The Sausalito Library is a public library serving the City of Sausalito and environs in Marin County, California. The library opened in 1974 at its present location at 420 Litho Street in Sausalito (inside City Hall). The library collection consists of over 45,000 items. Services offered include programs for adults and children, internet access, online databases, downloadable e-books and e-audiobooks, museum passes, and assistance with downloading library e-books onto personal devices. The library is a member of the Marin Automated Resources and Information Network (MARINet), a consortium of publicly funded libraries in Marin County. Jeffrey Jackson is the current City Librarian.

==Building History==
The Sausalito Public Library was founded in 1906 by Father John Valentini and the Reverend George Maxwell on the second floor of the Sausalito Land & Ferry Company building on Bridgeway. In 1909 the Library was moved to 733 Bridgeway where it was expanded by stages to fill the entire second floor of the old City Hall. It remained there for the next sixty years. Although redeemed by the delightful bay view, the Library became increasingly crowded and uncomfortable and the steep stairs made access difficult.

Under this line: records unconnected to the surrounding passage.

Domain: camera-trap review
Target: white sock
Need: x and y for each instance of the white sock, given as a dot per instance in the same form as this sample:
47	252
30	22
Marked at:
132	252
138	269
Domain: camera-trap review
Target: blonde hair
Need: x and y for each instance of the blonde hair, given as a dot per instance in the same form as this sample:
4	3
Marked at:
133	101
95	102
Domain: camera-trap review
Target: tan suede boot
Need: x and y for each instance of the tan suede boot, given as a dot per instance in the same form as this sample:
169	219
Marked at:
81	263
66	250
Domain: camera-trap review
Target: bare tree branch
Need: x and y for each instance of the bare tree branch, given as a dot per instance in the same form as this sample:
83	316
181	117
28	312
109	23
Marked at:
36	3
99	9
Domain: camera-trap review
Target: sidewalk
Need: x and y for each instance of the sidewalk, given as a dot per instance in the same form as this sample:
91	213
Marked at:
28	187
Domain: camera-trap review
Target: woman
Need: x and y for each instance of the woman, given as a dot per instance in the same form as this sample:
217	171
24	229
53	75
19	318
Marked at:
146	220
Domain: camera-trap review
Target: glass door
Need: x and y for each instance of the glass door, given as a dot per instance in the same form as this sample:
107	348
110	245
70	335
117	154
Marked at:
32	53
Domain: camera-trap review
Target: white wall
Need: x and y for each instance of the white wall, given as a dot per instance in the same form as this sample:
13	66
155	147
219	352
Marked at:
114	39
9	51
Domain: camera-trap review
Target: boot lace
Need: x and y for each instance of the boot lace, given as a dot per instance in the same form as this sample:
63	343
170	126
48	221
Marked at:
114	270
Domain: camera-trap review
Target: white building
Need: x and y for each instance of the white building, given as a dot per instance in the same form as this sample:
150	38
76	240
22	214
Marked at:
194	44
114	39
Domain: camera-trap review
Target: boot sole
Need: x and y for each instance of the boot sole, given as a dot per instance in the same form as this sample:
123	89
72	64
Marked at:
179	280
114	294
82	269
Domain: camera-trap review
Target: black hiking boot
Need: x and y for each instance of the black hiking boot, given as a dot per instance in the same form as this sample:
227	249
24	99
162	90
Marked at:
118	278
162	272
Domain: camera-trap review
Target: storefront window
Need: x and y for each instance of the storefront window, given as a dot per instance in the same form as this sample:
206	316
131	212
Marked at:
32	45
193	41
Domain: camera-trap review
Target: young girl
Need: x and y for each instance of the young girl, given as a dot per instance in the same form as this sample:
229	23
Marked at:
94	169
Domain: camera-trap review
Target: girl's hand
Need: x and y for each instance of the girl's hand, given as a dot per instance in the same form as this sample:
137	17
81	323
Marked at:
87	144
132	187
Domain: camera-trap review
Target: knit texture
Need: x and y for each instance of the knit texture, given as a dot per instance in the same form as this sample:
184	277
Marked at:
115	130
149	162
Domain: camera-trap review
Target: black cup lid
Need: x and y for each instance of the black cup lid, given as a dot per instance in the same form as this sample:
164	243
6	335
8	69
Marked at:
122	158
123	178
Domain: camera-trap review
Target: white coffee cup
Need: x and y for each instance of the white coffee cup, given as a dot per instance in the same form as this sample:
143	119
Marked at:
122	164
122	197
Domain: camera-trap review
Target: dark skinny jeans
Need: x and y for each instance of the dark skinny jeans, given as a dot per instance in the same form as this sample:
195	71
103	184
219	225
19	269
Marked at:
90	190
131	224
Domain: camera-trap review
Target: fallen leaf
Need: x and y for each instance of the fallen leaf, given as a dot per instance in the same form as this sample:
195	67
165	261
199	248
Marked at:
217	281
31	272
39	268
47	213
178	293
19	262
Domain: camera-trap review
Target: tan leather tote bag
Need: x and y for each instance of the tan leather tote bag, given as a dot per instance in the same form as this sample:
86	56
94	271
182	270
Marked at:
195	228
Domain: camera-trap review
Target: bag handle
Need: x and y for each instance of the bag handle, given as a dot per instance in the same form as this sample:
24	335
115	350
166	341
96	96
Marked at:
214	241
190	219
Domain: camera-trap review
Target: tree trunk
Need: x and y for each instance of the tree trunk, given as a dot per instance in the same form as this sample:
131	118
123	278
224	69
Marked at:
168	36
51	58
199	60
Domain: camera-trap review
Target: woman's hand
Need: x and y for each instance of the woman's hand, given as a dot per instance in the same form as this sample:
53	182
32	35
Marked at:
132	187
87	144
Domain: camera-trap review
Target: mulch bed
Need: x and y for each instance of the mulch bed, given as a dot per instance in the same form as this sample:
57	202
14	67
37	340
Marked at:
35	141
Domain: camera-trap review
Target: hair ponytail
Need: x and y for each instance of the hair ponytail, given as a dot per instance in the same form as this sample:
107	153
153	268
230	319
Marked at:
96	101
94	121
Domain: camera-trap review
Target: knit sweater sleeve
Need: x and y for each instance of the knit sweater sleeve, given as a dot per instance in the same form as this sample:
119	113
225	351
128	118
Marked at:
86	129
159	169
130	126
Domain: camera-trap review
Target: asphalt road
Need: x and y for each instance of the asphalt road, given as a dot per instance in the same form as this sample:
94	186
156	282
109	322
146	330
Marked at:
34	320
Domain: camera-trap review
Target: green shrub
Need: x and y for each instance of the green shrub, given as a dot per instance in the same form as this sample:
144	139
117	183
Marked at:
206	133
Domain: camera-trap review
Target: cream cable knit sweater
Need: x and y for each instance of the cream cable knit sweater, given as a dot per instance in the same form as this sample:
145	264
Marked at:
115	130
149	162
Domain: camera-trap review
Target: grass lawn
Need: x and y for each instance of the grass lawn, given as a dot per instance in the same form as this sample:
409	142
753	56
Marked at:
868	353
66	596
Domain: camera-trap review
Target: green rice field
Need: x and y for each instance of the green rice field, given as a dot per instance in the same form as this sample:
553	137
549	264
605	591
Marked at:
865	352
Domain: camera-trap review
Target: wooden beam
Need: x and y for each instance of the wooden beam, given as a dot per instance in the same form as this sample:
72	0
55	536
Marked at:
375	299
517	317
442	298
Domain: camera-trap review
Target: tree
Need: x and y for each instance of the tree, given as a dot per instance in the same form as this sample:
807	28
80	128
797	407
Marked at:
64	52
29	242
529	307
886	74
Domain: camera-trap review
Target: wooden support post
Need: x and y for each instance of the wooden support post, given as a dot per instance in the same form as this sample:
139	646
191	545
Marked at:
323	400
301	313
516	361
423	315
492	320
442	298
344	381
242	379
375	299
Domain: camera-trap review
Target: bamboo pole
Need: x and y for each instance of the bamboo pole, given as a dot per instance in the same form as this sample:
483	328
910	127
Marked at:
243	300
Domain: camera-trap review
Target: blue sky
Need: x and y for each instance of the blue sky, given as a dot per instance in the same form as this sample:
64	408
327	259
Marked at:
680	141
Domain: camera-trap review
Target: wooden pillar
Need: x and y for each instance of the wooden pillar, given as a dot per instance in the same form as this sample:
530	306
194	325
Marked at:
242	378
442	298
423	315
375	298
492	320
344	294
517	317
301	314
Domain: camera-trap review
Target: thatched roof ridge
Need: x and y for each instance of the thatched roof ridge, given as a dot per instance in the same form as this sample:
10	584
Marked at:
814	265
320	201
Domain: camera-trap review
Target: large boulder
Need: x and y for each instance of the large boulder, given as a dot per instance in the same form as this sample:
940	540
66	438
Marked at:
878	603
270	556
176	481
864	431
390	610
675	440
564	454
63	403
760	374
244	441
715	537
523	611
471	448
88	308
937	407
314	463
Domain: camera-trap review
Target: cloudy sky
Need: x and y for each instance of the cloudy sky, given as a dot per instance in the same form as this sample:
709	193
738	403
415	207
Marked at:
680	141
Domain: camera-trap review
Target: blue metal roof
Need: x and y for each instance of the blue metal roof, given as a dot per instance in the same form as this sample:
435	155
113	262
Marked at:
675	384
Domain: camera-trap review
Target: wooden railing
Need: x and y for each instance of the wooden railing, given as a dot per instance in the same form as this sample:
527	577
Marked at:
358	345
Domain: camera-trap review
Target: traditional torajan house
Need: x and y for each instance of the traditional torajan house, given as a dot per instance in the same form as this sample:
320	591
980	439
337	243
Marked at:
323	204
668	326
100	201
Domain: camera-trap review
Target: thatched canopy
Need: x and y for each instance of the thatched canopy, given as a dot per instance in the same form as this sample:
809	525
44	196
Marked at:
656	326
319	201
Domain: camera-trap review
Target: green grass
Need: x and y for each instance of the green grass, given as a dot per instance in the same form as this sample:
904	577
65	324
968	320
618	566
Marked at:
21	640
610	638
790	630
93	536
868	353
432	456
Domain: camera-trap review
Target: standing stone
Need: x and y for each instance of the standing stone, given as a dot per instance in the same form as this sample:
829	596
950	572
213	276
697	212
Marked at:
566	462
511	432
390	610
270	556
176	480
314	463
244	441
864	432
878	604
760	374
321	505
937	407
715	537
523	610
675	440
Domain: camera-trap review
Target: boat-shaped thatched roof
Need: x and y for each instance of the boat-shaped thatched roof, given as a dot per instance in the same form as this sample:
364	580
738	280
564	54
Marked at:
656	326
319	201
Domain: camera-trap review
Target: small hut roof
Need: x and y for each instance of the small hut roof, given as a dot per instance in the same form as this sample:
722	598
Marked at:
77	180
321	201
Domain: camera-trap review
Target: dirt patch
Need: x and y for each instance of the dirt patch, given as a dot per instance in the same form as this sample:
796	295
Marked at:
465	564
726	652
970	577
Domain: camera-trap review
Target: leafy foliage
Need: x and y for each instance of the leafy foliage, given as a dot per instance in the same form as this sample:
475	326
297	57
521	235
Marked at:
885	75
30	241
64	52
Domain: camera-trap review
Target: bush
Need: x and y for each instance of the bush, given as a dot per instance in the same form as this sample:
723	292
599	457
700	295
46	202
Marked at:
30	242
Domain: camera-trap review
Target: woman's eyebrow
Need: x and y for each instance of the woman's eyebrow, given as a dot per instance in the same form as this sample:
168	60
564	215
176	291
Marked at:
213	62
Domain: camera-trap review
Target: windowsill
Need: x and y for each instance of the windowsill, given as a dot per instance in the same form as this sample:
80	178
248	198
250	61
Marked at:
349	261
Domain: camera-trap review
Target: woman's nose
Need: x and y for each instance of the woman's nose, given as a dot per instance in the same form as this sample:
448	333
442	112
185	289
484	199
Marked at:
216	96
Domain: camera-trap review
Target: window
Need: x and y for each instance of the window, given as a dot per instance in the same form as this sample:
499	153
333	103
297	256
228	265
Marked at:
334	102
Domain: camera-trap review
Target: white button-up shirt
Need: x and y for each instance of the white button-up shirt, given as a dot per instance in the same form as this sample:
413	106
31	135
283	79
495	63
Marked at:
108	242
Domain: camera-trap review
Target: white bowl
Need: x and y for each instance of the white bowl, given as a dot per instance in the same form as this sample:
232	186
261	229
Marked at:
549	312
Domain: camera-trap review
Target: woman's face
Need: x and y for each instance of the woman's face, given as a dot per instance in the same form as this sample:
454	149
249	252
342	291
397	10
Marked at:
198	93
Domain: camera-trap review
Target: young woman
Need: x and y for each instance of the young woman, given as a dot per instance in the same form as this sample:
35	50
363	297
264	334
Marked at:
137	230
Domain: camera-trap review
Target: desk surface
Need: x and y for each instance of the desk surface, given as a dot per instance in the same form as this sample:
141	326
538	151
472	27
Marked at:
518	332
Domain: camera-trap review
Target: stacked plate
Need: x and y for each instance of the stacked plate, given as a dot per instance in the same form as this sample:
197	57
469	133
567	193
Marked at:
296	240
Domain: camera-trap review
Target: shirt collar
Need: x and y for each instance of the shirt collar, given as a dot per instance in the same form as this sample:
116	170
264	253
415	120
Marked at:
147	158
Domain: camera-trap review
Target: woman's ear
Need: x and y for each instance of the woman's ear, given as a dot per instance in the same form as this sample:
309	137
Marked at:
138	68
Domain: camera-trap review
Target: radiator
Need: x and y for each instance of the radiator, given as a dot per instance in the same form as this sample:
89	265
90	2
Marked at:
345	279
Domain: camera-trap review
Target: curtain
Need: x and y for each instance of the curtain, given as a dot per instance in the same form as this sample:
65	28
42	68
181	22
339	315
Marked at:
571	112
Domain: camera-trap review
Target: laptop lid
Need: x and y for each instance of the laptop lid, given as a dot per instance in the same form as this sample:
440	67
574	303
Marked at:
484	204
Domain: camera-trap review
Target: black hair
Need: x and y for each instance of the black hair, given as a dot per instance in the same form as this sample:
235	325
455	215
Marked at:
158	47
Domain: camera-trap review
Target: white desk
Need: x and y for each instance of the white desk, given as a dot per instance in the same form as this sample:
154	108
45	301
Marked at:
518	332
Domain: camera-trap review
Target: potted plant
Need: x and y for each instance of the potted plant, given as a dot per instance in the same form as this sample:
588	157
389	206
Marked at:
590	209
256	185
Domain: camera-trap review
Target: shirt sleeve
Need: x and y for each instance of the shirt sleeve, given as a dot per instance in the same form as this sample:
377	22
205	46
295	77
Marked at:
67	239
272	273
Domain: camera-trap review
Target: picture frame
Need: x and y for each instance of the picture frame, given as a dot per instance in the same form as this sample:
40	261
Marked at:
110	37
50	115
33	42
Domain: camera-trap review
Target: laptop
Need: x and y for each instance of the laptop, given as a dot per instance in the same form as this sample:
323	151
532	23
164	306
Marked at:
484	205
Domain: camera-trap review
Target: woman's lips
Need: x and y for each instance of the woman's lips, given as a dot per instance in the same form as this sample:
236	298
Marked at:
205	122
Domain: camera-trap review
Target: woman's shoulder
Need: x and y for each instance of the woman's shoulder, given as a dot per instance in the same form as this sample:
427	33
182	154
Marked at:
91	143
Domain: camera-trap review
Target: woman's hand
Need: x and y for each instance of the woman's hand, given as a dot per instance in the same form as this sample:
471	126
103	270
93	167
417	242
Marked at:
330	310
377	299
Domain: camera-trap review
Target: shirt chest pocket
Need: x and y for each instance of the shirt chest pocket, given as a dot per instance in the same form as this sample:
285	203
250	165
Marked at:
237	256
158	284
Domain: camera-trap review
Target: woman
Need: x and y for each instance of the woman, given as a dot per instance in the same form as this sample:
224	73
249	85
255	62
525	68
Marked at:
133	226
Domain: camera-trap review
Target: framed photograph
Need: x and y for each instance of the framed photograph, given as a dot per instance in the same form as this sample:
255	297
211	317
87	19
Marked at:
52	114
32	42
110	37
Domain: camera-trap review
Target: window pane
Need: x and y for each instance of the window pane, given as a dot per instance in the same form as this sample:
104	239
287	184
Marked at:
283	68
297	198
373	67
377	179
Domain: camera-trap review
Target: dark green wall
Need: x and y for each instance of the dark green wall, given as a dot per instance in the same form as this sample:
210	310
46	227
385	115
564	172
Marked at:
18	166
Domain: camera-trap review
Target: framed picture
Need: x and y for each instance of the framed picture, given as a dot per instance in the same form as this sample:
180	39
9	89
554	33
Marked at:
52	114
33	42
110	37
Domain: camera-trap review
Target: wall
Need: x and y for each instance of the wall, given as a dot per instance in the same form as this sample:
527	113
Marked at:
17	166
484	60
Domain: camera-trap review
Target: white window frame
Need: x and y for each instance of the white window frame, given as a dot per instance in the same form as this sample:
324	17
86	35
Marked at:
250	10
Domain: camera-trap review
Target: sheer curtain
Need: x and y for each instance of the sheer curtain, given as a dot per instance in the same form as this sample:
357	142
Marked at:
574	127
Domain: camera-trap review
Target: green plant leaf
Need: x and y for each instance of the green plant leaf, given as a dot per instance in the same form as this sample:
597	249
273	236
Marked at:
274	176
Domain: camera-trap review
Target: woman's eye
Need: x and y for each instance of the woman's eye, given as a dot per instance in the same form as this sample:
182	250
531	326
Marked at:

As the city's population grew, the library's collection and use increased. In 1964 the City Council established a library over-ride tax which existed from 1965 to 1973. In 1974, when the city purchased the old Central School building at 420 Litho Street for a Civic Center, the Library moved into the former school auditorium on a temporary basis.

Various library building schemes were explored but the plans never came to fruition. In 1976, when rising costs seemed to preclude a separate library building, the City Council, with the advice of the Library Board, decided to remodel the auditorium. MLTW/Turnbull Associates were hired as architects in July 1977 and construction began in March 1979. Expanded shelving and additional seating were provided and an elevator was installed which serves the entire building. The remodeled library, with its high ceilings and tall windows looking out to the bay, opened in September 1979.